Automating credit card fraud detection with Google BigQuery ML and Fivetran

Exploring fraud detection with automated data integration in a cloud data warehouse: part two of two.

In this second part of our blog series, we'll demonstrate how to set up an automated fraud detection system using Google's BigQuery ML and Fivetran. This blog post demonstrates setting up an automated fraud detection system using BigQuery ML and Fivetran. We'll move a credit card transactions dataset from a source database to BigQuery using Fivetran, then run BigQuery ML classification experiments to predict fraudulent transactions. This solution enables centralized data, modernized infrastructure and scalable ML applications for combating credit card fraud, all without requiring setup or maintenance.

Set up BigQuery as a Fivetran destination

Fivetran accounts support multiple Google Cloud destinations. Setting up a BigQuery destination is quick and easy – just provide your BigQuery Project ID and grant the BigQuery User role to the Fivetran service account in the project. You can also choose your preferred Google Cloud processing region.

Setting up BigQuery as a Fivetran destination is quick and easy

Add a Fivetran to BigQuery connector

I already have multiple data sources flowing into BigQuery, including SAP, SQL Server and Oracle operational databases, Salesforce,  GA4, Kafka, S3 and Workday. Fivetran has over 500 source connectors out of the box across multiple categories, including databases, applications, file systems and event systems, and that number is growing by the day.

Fivetran supports over 500 data sources to automate data movement into BigQuery

I want to move a credit card transactions dataset from a Microsoft SQL Server database to BigQuery for use with BigQuery ML. I'll add a SQL Server connector using Fivetran, which offers various options for connecting and moving relational databases to Google Cloud, including SaaS standard connectors, HVA hybrid connectors and LDP. For this dataset, I'll use a Fivetran SaaS standard database connector with log-free change detection.

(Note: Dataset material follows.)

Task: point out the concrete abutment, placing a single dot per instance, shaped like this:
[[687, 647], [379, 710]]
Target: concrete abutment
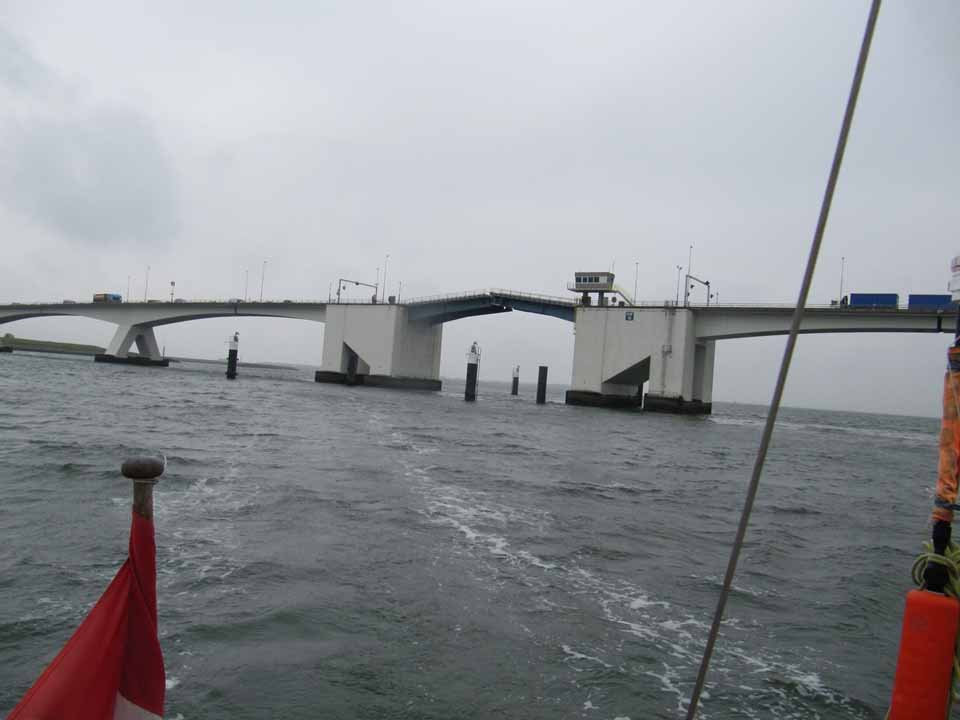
[[379, 345], [619, 351]]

Microsoft SQL Server source options in Fivetran

Fivetran provides detailed and step by step documentation for quickly moving SQL Server data into BigQuery. The SQL Server Setup Guide outlines the steps and each source and destination page includes details on version support, configuration, features, limitations, sync overview, schema information and type transformations. I've linked the SQL Server source detail page for your reference.

Everything you need to know about connecting to SQL Server with Fivetran

The SQL Server setup page in Fivetran has a setup guide to help you quickly connect to SQL Server. You choose the destination schema name (e.g., "automate_sqlserver_to_BigQuery_for_bqml_experiments") and provide authentication details for the SQL Server database. Fivetran handles the initial sync and incremental updates using either CT/CDC or Fivetran Teleport (log-free change detection).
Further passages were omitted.